DG-FEM based simulation of laminar convection in an annulus with triangular fins of different heights

This work presents numerical simulation of laminar forced convection in the fully developed flow through the finned annulus of a double-pipe with triangular fins of different heights. The flow is subjected to the boundary condition of constant heat transfer rate per unit axial length with uniform peripheral temperature distribution. The aim is to investigate the effects of employing fins in two groups of unequal heights for different values of other parameters determining the configuration of the finned annulus, on the thermal performance of the finned duct. The governing partial differential equations of the convection problem are numerically solved by employing the discontinuous Galerkin finite element method (DG-FEM). The hydraulic and thermal characteristics like the friction factor, the Nusselt number and the j-factor are studied against various geometric design parameters. It has been observed that using the fins in two groups of different heights, the velocity and temperature distributions can be significantly altered to have more favourable flow and thermal characteristics.

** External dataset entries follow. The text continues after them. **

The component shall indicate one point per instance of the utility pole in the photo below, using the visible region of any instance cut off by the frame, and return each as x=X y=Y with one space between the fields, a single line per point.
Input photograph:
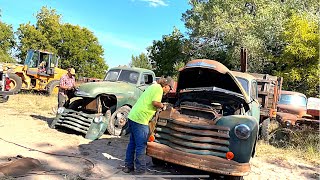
x=243 y=59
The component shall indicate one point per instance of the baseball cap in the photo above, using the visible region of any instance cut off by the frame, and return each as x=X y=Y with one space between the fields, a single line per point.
x=72 y=71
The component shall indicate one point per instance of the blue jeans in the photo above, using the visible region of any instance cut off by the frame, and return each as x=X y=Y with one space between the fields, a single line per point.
x=137 y=146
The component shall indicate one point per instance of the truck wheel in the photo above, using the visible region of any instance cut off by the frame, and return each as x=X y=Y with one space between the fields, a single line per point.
x=53 y=87
x=265 y=130
x=16 y=83
x=118 y=123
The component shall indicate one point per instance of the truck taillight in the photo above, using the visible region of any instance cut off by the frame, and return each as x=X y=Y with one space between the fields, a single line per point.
x=7 y=85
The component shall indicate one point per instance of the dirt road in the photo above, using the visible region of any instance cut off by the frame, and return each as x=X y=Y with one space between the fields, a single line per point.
x=24 y=131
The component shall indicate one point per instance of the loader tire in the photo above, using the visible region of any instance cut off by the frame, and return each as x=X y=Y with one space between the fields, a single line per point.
x=16 y=83
x=53 y=87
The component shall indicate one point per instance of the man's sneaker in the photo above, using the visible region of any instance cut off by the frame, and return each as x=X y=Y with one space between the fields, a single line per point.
x=127 y=169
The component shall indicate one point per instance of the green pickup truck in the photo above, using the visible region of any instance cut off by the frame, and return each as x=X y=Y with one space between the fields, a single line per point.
x=212 y=126
x=101 y=106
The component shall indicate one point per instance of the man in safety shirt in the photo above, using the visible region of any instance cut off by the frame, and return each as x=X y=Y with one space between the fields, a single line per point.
x=138 y=119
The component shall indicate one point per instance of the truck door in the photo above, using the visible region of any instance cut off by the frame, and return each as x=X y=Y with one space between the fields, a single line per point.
x=255 y=106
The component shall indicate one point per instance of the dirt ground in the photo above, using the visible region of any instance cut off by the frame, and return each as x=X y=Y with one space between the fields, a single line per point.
x=25 y=131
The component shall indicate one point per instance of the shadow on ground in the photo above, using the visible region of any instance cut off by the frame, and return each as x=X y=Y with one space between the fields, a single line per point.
x=113 y=151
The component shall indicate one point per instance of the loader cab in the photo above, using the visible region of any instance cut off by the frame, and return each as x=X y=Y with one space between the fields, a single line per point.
x=41 y=62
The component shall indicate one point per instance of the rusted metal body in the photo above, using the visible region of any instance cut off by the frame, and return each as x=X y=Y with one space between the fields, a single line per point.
x=101 y=106
x=292 y=110
x=203 y=162
x=313 y=107
x=203 y=125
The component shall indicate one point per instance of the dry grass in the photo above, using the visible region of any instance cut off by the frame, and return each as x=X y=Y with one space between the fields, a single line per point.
x=302 y=145
x=30 y=102
x=299 y=144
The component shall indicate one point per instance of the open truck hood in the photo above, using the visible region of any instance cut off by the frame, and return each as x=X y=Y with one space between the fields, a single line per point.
x=92 y=89
x=209 y=73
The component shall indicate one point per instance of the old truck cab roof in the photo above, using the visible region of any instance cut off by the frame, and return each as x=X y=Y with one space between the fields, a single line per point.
x=209 y=73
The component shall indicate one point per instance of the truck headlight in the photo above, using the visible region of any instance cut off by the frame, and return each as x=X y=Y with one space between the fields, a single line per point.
x=98 y=119
x=288 y=124
x=81 y=93
x=242 y=131
x=60 y=110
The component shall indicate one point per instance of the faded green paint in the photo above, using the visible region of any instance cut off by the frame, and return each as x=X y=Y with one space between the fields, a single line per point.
x=242 y=149
x=187 y=136
x=125 y=93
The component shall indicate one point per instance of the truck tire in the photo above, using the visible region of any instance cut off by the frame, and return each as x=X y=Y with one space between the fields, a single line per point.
x=265 y=130
x=16 y=83
x=118 y=123
x=53 y=87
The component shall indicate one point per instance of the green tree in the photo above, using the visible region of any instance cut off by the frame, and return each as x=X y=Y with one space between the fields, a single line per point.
x=140 y=61
x=77 y=46
x=168 y=53
x=7 y=41
x=299 y=63
x=219 y=29
x=30 y=38
x=80 y=49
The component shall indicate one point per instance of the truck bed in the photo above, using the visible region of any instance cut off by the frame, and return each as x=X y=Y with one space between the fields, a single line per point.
x=269 y=89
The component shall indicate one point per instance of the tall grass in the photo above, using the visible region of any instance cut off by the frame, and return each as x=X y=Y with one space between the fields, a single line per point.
x=287 y=144
x=31 y=102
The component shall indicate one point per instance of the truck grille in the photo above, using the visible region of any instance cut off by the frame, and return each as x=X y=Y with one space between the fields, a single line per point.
x=75 y=120
x=193 y=138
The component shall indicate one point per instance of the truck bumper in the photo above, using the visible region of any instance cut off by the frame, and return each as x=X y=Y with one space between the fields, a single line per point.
x=82 y=122
x=203 y=162
x=4 y=98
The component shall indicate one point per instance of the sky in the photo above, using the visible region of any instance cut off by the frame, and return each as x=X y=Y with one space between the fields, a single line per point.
x=123 y=27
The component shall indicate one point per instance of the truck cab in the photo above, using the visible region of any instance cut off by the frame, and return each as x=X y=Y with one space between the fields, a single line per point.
x=105 y=105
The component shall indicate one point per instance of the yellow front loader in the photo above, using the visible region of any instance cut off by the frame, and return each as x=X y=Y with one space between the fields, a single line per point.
x=40 y=72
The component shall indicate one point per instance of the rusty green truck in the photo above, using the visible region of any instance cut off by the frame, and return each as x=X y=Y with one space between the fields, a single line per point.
x=214 y=124
x=101 y=106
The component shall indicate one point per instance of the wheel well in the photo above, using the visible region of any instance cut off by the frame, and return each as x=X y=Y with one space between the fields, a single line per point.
x=108 y=101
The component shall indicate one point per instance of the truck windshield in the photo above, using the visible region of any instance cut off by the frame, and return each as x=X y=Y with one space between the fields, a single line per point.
x=289 y=99
x=122 y=75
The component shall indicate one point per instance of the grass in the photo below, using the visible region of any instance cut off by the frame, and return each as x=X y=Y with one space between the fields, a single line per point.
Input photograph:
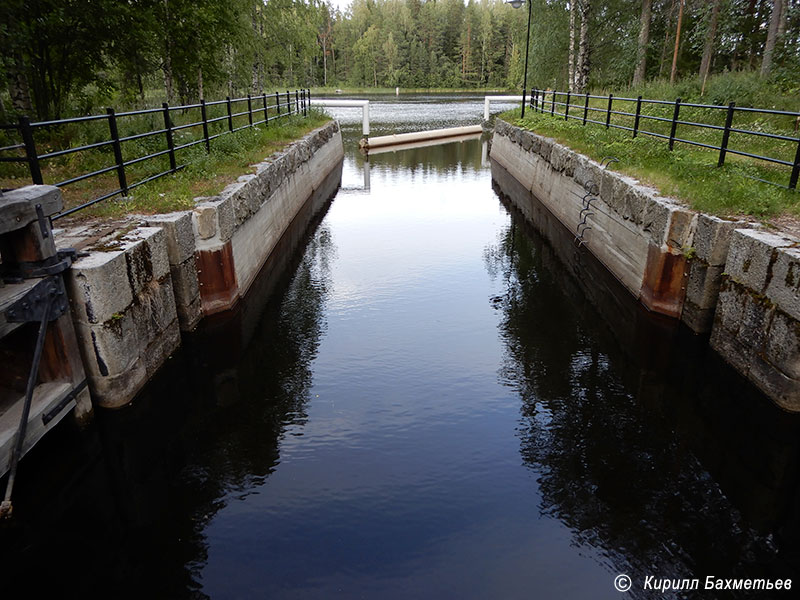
x=688 y=173
x=205 y=174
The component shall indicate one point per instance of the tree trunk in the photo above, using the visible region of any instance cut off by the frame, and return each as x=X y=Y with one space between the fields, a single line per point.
x=571 y=74
x=674 y=70
x=169 y=82
x=166 y=64
x=644 y=40
x=772 y=37
x=708 y=50
x=582 y=76
x=18 y=87
x=665 y=47
x=751 y=61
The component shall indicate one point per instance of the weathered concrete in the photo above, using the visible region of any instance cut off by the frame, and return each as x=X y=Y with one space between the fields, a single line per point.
x=642 y=238
x=757 y=322
x=183 y=269
x=146 y=278
x=123 y=307
x=26 y=245
x=728 y=277
x=237 y=230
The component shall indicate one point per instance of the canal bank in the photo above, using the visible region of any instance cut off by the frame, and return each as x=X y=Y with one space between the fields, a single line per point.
x=139 y=282
x=721 y=276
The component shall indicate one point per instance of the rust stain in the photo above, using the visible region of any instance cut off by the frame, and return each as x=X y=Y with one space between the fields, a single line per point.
x=664 y=285
x=219 y=289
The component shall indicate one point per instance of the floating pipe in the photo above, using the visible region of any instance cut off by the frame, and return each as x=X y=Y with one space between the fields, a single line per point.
x=420 y=136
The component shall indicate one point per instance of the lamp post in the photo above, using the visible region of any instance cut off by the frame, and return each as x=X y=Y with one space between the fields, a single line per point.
x=517 y=4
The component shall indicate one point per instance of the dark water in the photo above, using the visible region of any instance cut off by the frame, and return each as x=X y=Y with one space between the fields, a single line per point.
x=429 y=398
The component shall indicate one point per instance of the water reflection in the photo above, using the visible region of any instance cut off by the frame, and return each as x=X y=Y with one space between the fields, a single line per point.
x=644 y=443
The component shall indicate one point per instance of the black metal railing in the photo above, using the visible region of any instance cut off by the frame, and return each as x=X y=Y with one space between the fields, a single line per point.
x=547 y=100
x=257 y=110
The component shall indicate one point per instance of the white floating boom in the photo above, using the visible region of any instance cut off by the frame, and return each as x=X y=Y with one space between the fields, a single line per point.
x=488 y=99
x=419 y=136
x=364 y=104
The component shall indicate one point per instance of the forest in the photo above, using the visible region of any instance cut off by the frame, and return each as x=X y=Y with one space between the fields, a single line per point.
x=68 y=57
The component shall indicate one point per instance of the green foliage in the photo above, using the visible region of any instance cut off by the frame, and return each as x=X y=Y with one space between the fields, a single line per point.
x=688 y=173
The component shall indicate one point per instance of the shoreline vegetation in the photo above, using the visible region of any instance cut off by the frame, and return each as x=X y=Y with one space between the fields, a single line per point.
x=205 y=174
x=687 y=173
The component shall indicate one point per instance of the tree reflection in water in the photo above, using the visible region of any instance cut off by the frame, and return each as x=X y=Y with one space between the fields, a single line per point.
x=633 y=428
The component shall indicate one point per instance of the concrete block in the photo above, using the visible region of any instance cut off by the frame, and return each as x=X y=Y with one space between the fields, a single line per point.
x=783 y=287
x=153 y=311
x=146 y=256
x=634 y=202
x=655 y=220
x=205 y=220
x=99 y=286
x=712 y=238
x=179 y=234
x=110 y=348
x=114 y=391
x=783 y=345
x=751 y=256
x=755 y=320
x=703 y=284
x=784 y=390
x=161 y=347
x=730 y=306
x=725 y=343
x=681 y=228
x=546 y=148
x=570 y=161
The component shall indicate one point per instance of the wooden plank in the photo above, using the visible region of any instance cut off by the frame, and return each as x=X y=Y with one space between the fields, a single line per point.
x=45 y=397
x=18 y=207
x=9 y=294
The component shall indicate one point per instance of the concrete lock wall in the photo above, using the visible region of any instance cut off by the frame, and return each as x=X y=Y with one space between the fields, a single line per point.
x=142 y=280
x=725 y=277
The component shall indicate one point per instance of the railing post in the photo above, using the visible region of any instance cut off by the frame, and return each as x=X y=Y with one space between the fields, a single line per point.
x=204 y=114
x=112 y=127
x=170 y=144
x=30 y=150
x=795 y=169
x=726 y=134
x=586 y=108
x=674 y=123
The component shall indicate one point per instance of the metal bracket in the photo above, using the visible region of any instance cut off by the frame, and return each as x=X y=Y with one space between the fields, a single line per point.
x=44 y=225
x=32 y=306
x=610 y=159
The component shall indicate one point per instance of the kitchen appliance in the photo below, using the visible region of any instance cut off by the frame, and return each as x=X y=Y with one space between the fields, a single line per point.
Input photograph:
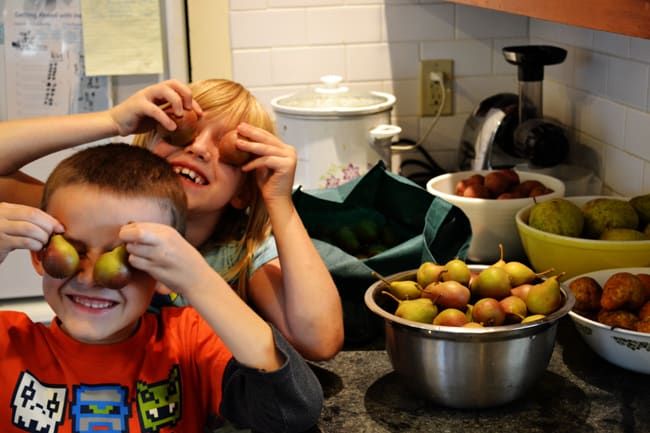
x=507 y=129
x=339 y=133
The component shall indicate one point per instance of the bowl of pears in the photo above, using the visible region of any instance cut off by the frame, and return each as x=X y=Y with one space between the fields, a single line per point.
x=470 y=336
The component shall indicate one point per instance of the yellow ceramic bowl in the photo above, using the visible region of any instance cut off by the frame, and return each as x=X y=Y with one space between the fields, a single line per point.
x=577 y=256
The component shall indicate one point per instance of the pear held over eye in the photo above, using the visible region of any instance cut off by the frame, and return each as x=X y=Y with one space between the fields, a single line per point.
x=59 y=258
x=112 y=269
x=228 y=151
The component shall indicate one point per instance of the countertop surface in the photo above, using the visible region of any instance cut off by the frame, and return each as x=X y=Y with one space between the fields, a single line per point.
x=578 y=392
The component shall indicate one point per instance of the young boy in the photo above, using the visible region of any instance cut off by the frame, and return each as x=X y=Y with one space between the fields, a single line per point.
x=105 y=363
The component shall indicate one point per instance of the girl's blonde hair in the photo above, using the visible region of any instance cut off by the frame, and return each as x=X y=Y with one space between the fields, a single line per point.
x=231 y=103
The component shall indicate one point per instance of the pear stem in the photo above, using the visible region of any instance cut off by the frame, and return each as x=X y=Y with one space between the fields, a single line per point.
x=390 y=295
x=381 y=277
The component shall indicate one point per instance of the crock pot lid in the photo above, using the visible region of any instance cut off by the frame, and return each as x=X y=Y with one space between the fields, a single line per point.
x=330 y=95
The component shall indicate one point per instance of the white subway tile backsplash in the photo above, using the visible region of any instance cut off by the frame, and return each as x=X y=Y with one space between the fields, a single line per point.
x=252 y=68
x=611 y=43
x=590 y=71
x=601 y=91
x=627 y=82
x=241 y=5
x=477 y=23
x=640 y=49
x=637 y=133
x=600 y=118
x=292 y=66
x=419 y=22
x=268 y=29
x=627 y=181
x=382 y=61
x=471 y=57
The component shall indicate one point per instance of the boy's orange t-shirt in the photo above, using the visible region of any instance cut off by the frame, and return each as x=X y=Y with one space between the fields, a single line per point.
x=166 y=377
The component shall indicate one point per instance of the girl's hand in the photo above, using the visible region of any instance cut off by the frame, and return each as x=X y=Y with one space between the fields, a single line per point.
x=25 y=227
x=163 y=253
x=141 y=111
x=274 y=161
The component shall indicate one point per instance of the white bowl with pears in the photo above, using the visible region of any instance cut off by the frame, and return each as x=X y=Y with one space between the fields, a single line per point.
x=491 y=219
x=461 y=366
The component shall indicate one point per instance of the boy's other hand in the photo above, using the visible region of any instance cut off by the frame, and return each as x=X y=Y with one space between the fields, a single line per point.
x=142 y=111
x=25 y=227
x=163 y=253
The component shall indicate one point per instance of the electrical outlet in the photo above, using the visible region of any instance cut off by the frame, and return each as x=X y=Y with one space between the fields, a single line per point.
x=431 y=92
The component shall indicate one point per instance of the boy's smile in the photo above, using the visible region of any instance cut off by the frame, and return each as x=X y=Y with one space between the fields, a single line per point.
x=93 y=218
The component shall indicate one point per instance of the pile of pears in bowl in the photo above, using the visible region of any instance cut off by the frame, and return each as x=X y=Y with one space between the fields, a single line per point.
x=586 y=233
x=470 y=336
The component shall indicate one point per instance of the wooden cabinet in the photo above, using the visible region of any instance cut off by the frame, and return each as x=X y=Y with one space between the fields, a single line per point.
x=626 y=17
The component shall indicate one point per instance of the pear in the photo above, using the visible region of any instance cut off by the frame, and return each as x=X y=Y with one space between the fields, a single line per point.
x=557 y=215
x=492 y=282
x=514 y=307
x=488 y=312
x=448 y=294
x=420 y=310
x=641 y=203
x=112 y=269
x=545 y=297
x=450 y=317
x=521 y=274
x=457 y=270
x=605 y=213
x=533 y=318
x=229 y=152
x=428 y=272
x=405 y=289
x=59 y=258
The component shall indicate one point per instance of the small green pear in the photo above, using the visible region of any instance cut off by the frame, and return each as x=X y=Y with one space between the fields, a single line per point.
x=457 y=270
x=112 y=269
x=59 y=258
x=428 y=272
x=545 y=297
x=420 y=310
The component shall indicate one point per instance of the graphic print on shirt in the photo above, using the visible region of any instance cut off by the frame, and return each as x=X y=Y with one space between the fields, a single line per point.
x=159 y=404
x=102 y=408
x=37 y=407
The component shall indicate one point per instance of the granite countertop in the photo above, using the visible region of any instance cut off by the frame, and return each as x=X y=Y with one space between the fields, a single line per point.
x=578 y=392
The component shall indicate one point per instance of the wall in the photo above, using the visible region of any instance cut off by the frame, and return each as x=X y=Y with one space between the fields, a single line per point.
x=280 y=46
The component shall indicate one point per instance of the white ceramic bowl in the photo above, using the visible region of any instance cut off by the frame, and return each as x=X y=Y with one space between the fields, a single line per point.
x=492 y=221
x=627 y=349
x=576 y=256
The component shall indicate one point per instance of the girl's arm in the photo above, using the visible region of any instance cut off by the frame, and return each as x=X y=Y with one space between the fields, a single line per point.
x=296 y=292
x=26 y=140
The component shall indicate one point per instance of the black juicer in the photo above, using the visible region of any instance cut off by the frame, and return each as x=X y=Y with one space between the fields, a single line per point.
x=507 y=129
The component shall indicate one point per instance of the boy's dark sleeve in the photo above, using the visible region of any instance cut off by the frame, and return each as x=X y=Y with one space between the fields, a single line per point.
x=289 y=399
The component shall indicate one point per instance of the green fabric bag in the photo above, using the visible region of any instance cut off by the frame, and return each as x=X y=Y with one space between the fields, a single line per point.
x=422 y=227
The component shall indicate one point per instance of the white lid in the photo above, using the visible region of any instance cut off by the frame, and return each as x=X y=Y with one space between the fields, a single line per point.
x=332 y=98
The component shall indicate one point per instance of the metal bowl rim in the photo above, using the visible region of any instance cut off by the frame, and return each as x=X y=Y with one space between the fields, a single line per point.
x=502 y=331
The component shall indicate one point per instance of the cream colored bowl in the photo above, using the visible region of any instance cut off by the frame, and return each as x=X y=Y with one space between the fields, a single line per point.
x=576 y=256
x=627 y=349
x=492 y=221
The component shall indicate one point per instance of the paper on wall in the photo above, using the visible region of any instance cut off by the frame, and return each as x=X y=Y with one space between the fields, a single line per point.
x=44 y=73
x=122 y=37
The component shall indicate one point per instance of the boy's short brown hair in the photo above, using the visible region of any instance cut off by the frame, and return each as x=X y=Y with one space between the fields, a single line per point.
x=124 y=170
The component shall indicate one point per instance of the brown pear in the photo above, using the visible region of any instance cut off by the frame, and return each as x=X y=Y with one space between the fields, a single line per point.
x=59 y=258
x=112 y=269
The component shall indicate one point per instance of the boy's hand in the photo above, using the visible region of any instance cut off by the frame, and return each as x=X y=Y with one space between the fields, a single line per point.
x=25 y=227
x=273 y=160
x=142 y=111
x=164 y=254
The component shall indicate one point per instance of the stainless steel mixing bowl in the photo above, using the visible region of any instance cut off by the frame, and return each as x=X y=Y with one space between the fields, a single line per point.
x=466 y=367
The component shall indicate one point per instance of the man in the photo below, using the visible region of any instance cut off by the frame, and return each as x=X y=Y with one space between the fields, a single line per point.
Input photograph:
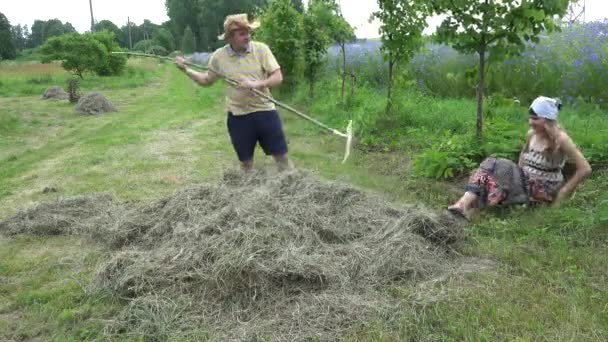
x=251 y=118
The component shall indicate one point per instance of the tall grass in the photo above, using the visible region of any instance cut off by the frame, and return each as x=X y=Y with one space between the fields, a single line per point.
x=32 y=78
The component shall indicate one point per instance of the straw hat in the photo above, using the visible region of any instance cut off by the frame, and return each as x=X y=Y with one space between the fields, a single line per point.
x=237 y=22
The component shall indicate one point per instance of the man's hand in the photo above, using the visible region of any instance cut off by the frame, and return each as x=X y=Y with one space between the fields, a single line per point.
x=251 y=84
x=179 y=61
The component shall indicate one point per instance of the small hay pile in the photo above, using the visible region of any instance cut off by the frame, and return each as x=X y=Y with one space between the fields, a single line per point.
x=94 y=103
x=55 y=93
x=255 y=257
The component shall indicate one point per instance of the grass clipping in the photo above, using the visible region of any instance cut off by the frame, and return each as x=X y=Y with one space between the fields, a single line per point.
x=54 y=93
x=94 y=103
x=281 y=257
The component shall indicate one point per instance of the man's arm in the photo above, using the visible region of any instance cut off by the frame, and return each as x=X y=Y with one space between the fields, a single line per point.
x=202 y=78
x=274 y=79
x=583 y=169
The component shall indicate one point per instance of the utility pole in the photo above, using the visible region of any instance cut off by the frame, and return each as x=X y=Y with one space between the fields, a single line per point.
x=129 y=26
x=92 y=20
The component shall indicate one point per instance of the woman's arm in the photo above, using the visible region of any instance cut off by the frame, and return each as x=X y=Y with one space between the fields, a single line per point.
x=583 y=169
x=525 y=148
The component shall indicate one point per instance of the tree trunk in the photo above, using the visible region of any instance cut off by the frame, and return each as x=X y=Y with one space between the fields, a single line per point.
x=343 y=50
x=312 y=89
x=389 y=101
x=480 y=88
x=92 y=20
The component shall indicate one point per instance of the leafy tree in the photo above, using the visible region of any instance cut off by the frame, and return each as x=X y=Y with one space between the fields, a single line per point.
x=53 y=28
x=341 y=33
x=143 y=45
x=111 y=64
x=185 y=14
x=7 y=44
x=20 y=36
x=68 y=28
x=318 y=26
x=298 y=5
x=136 y=34
x=107 y=25
x=282 y=30
x=43 y=30
x=494 y=29
x=402 y=23
x=206 y=17
x=84 y=53
x=36 y=36
x=165 y=39
x=188 y=44
x=77 y=53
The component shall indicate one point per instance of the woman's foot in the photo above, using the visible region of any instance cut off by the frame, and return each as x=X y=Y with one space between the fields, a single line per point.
x=458 y=211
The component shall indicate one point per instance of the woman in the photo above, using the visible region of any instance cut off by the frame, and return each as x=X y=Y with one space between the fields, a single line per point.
x=537 y=178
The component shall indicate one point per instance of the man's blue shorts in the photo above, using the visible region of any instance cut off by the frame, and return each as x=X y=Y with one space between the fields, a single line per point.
x=264 y=127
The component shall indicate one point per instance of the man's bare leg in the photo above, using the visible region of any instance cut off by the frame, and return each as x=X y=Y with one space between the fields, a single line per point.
x=247 y=165
x=282 y=162
x=466 y=204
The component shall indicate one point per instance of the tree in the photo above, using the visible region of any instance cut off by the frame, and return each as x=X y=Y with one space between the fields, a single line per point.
x=77 y=53
x=43 y=30
x=206 y=17
x=165 y=39
x=7 y=44
x=341 y=33
x=107 y=25
x=53 y=28
x=402 y=23
x=188 y=44
x=282 y=30
x=136 y=34
x=111 y=64
x=20 y=36
x=321 y=25
x=36 y=36
x=185 y=14
x=298 y=6
x=68 y=28
x=83 y=53
x=494 y=29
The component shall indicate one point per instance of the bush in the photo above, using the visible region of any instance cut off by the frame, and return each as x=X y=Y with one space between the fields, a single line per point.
x=86 y=52
x=143 y=45
x=157 y=50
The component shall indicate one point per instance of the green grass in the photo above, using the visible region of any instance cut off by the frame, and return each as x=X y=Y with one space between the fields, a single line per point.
x=548 y=282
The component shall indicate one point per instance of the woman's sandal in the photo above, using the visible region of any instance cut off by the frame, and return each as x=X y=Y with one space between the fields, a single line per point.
x=458 y=212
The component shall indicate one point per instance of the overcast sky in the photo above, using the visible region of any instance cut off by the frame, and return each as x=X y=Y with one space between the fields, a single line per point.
x=77 y=12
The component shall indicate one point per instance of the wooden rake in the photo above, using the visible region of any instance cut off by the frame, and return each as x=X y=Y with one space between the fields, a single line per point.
x=349 y=129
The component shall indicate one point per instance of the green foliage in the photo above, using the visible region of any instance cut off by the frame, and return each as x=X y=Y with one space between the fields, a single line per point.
x=43 y=30
x=453 y=156
x=78 y=53
x=494 y=30
x=20 y=36
x=157 y=50
x=143 y=45
x=402 y=23
x=87 y=52
x=282 y=30
x=188 y=44
x=7 y=44
x=107 y=25
x=317 y=23
x=206 y=17
x=165 y=39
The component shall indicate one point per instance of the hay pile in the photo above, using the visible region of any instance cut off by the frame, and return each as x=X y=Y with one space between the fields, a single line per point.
x=255 y=257
x=55 y=93
x=94 y=103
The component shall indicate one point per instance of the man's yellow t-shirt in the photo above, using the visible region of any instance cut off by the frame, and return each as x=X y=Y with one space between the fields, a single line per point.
x=254 y=64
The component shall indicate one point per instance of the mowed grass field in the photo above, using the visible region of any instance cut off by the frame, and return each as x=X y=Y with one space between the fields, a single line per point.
x=549 y=282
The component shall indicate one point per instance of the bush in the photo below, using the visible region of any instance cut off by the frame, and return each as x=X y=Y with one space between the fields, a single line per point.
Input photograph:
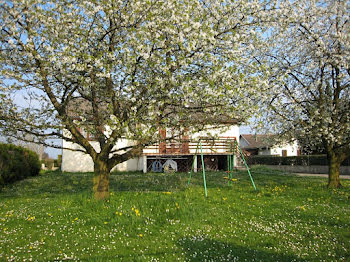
x=17 y=163
x=309 y=160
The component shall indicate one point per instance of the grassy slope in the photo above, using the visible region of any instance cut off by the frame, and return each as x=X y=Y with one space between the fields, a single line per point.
x=156 y=217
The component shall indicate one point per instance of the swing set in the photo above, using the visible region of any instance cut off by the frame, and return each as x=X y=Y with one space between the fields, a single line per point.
x=232 y=148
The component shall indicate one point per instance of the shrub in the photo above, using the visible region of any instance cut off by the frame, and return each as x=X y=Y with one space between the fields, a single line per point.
x=17 y=163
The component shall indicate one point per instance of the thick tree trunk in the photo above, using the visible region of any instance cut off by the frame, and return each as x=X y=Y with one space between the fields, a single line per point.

The maximum values of the coefficients of friction and heat transfer, and the j-factor do not necessarily lie on equal heights of the two fin groups. An arrangement of one group of fins being at its maximum height and the other one at its minimum height, has shown very fascinating performance in comparison with all the fins being at their maximum equal height. Upto 63 times more gain in the Nusselt number and 61 times more gain in the j-factor than the corresponding increase in the friction factor has been achieved by such an arrangement. The present study recommends the use of the fins with unequal heights for reducing the cost, weight and pressure loss with their thermal performance being better or at least comparable with that of the equal fins.